I'll ask Robin D Laws for his professional opinion. He's way more plugged into TV than I am. I've always liked Halle Berry, and was in a James Bond movie back in the day, so I'd love to see her come to Al Amarja and get weird. Maybe I'm showing my age, but I'd be happy to have David Cronenberg running things. He did the Naked Lunch film, which I liked, but maybe he wouldn't want to repeat himself.
A bit late to the party, but if anyone is still answering questions: I am curious about the French version of OTE that set Al Amarja in the Devil’s Triangle. That actually appealed to me quite a lot, but of course as far as I can see all the information on that is in French (and I don’t read French). Was there ever anything done on this in english? Is that a possibility for the future (it is certainly a variation I’d be interested in)?
In the current version, Al Amarja is in the Atlantic. The setting is designed to be adaptable, so you can sure set your campaign's Al Amarja in the Bermuda Triangle (as I called it back in the 70s when I believed in all that).
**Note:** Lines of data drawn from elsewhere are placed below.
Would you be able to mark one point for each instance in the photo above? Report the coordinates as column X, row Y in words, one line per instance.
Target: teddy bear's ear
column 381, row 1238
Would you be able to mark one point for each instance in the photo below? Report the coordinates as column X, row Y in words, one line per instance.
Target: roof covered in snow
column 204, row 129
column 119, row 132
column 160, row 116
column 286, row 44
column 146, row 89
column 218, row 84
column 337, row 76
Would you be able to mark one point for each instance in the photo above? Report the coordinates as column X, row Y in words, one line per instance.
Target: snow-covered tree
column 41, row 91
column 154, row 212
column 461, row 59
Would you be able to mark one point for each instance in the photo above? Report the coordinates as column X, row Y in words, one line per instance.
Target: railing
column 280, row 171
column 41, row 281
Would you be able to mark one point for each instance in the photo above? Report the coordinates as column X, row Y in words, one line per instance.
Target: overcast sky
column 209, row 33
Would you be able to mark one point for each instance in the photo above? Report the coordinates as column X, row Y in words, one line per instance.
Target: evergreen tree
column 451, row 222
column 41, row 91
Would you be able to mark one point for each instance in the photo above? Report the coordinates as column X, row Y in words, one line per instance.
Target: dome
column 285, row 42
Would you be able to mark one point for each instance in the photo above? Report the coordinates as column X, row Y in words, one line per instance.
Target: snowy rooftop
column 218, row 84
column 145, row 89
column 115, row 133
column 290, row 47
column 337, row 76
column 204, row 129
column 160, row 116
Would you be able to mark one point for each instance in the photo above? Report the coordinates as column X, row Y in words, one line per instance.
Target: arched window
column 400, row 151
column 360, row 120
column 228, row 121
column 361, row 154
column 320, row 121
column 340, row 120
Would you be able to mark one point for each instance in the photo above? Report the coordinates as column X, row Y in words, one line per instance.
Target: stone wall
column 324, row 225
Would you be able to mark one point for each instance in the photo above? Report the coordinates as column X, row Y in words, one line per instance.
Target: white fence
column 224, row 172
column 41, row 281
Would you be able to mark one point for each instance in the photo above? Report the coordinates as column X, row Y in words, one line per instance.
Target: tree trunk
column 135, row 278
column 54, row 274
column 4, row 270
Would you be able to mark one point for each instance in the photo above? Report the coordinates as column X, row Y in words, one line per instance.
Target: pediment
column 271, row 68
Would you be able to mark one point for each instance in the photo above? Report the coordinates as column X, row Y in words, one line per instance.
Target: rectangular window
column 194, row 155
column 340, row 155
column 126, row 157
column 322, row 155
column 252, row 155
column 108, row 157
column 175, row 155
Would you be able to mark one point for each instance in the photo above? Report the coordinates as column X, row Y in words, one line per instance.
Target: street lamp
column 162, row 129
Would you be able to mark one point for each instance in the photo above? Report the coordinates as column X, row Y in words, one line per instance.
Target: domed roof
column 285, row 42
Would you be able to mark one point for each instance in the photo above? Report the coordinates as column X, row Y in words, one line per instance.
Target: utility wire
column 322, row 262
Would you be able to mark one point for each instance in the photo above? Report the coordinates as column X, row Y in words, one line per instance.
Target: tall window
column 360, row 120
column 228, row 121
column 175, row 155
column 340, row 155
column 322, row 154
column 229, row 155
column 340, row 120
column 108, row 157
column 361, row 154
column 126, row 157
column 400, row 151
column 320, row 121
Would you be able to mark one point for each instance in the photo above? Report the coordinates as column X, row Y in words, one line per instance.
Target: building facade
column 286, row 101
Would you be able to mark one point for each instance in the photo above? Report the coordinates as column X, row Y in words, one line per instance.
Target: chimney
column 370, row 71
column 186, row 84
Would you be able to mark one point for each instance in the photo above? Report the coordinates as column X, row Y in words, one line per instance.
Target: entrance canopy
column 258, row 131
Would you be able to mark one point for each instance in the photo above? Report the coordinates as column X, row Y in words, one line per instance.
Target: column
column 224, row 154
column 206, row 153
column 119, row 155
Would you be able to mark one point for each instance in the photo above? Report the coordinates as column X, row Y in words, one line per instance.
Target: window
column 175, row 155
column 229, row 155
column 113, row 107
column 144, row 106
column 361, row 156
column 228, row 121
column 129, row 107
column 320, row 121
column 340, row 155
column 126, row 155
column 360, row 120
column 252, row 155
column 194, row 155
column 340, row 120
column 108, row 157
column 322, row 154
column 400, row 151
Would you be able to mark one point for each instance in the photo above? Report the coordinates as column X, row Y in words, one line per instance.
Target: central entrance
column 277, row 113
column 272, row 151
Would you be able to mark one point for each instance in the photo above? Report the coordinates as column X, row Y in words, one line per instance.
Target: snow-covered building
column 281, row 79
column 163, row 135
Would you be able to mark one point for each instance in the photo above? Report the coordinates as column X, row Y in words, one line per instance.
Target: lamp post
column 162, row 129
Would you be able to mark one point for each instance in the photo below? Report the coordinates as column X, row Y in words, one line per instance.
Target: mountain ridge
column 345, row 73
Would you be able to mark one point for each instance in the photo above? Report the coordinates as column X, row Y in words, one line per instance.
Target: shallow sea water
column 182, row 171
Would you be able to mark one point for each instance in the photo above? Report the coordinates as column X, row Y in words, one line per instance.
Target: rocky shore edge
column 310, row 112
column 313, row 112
I'm glad I supported OtE on Kickstarter. The book is awesome! And, yeah, the content is excellent as well. This questions is for Jonathan Tweet: What are your future plan for Al Amarja? I seem to remember something about Al Amarja during early modern times, and Al Amarja vs. Cthulhu. If you could tell us something about those projects, it would be great. If you can't, I understand.
No secret projects have been announced at this time, but stay tuned...
Jonathan, if you found yourself tasked with leading the D&D 6E design team, what elements from freeform RPGs and what elements from modern PbtA-style games would you seek to incorporate into the world's most popular roleplaying game? What sacred cows would you like to see slaughtered?
I have thought about that, and I'm afraid that my design preferences are at odds with what shareholders want to see from IP that they own.
I picked up the deluxe book and the core book, both are very lovely! I'm about a 1/3 of the way through. My question is how is it being received at the distribution level? Is it getting into stores?
Thanks for the kind words. The Atlas folks should be able to answer your question.
Do you play any video games based on table top RPG's like Pathfinder: Kingmaker?
I don't. Tabletop roleplaying games are about limitless imagination, but video games are not.